In recent years, marketing authorizations of cannabinoid-based pharmaceuticals (namely nabiximols [Sativex] in Europe and plant-derived cannabidiol [Epidiolex] in both Europe and the United States) have been issued globally, although legal and regulatory concerns around cannabis-based products are still apparent (1). As more cannabinoid derivatives are currently in development, there is a drive for developers and formulators to address the challenges these ingredients pose.
To explore the common issues that can be encountered with cannabinoids during formulation and development and the potential solutions that are available to overcome these challenges in more detail, Pharmaceutical Technology spoke with Alyn McNaughton, technical director, Lonza Pharma & Biotech, and David Fulper, director, Technology Support, Softgel and Oral Technologies, Catalent.
PharmTech: What are the specific challenges facing formulators and developers when approaching cannabinoid-derived products?
McNaughton (Lonza): Cannabinoids, generally, have a very low solubility in water and are highly lipophilic. As an example, cannabidiol (CBD) has a solubility of only 0.7 µg/mL (2). Consequently, these materials cannot readily be absorbed orally and, therefore, a large quantity is required to have a medicinal effect. The bioavailability is also significantly affected by dietary fat, which can lead to variability. Alternative routes of administration, such as smoking, present additional challenges, such as potentially producing toxic by-products. These other routes of administration also do not have a significantly better bioavailability and the variability is generally even higher than the oral route.

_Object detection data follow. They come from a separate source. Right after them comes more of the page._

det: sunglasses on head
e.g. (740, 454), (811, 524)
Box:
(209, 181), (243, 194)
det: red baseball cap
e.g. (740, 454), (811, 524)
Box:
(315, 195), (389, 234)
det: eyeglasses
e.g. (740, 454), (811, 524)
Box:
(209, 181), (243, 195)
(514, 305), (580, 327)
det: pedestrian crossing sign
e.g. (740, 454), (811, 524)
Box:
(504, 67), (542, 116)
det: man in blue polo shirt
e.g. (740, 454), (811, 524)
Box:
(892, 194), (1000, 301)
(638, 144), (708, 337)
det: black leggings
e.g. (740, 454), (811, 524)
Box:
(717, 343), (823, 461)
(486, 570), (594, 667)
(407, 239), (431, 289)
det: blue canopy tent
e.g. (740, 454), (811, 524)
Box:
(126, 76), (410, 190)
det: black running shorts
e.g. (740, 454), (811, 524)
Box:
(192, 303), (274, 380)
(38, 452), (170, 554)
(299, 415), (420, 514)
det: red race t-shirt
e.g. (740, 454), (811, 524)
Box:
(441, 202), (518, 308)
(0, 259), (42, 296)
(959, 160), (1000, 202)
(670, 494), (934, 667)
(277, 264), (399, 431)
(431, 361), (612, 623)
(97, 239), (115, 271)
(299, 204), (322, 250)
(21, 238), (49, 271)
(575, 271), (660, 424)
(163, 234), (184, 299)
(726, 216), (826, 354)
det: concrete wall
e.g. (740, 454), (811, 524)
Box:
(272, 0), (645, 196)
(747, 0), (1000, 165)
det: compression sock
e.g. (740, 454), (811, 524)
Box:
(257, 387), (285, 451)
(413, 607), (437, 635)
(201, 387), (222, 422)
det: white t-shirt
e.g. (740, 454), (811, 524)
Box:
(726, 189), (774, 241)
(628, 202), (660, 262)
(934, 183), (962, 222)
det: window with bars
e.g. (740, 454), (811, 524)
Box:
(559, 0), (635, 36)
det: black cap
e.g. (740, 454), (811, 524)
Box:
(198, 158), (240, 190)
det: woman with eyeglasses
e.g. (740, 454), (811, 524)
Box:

Fulper (Catalent): Stability and first-pass metabolism are probably the two biggest technical challenges. Cannabinoids tend to be oxidatively sensitive, which can be affected by both the formulation and manufacturing process. Tetrahydrocannabinol (THC), and probably CBD, undergo extensive first-pass metabolism, which can be particularly challenging for oral formulations.
An additional challenge is the desire to use extract or “broad spectrum” material that contains multiple components. The variability of these extracts makes it difficult to establish API specifications, develop analytical methods, and even to interpret clinical data. Then there is the political/regulatory challenge for anything related to cannabis, which can often complicate the process.
PharmTech: Are there any inherent differences between plant-based cannabinoids or synthesized ones that may impact drug development and formulation?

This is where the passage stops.